This article is an AI-assisted translation of a Japanese technical article.
https://zenn.dev/yokomachi/articles/202602_vrm-motion-control-on-web
Introduction
I'm currently working on a personal AI agent project and decided to use a 3D model as the user interface.
Since I didn't have the knowledge to build everything from scratch, I leveraged AITuberKit, an OSS project I'd been aware of for a while, to quickly set up the frontend.
Tech Stack
- VRM model creation: VRoid Studio
- Web frontend: Next.js, TypeScript
- VRM rendering & control: three-vrm (v3.0.0), Three.js
- Base kit: AITuberKit
- Agent implementation: Strands Agents, Amazon Bedrock AgentCore Not covered in detail in this article
VRM and VRoid Studio
VRM is a file format designed for 3D avatars.
With VRoid Studio, you can create characters and export them in VRM format without any 3D modeling knowledge.
In my case, my only prior experience was creating characters in video games, but I was able to create two models (male and female) in about an hour — that's how easy it is.

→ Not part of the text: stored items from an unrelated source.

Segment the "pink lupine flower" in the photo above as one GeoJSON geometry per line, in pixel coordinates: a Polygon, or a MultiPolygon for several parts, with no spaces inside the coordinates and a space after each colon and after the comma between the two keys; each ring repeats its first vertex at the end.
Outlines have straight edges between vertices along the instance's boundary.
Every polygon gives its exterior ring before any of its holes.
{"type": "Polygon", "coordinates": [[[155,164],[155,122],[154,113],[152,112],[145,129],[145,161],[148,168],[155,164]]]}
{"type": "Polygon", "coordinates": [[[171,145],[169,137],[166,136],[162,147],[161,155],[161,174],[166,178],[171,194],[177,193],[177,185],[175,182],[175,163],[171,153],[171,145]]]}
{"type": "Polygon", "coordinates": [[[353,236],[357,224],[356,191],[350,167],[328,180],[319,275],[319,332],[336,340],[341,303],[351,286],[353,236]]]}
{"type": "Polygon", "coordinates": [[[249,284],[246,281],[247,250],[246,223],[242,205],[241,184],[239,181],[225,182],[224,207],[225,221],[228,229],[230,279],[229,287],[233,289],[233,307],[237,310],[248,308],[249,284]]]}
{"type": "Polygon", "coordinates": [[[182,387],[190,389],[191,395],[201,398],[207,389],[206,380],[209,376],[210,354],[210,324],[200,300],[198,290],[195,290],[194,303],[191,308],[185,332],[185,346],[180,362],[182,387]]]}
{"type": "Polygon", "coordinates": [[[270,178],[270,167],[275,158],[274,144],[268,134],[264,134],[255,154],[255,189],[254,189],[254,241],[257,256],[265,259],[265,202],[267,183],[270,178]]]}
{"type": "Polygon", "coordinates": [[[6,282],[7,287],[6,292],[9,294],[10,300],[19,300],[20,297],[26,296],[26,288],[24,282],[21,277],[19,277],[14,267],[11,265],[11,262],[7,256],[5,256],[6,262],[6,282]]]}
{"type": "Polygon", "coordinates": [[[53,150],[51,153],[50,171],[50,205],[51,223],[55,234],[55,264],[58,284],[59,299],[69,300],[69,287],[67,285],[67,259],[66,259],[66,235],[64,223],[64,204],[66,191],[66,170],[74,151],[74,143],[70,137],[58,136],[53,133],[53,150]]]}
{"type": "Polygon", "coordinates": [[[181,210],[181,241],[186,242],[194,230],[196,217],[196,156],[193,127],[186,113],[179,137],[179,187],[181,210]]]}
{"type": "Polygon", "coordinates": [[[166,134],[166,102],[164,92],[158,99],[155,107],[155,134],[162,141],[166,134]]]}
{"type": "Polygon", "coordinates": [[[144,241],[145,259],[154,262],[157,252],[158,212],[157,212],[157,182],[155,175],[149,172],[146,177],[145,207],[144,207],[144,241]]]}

https://x.com/_cityside/status/2019742015617994773
What AITuberKit Can Do
AITuberKit is an OSS that displays VRM models in a web browser and bundles features like LLM-powered chat, facial expression control, and speech synthesis.
Here are some of the key features AITuberKit provides:
- VRM model display, facial expression control, and lip-sync
- LLM-powered chatbot functionality
- Speech synthesis API integration
- YouTube streaming integration
- Multimodal input
- etc.
For my project, since I'm building it as a personal AI agent, I'm using AITuberKit's base features like VRM display control and chatbot functionality while adding heavy customizations on top.
Implementing Motion Control
Here's where we get to the main topic.
AITuberKit supports switching facial expressions (smile, angry face, etc.) out of the box, so I decided to implement additional body motions (bowing, extending a hand, etc.).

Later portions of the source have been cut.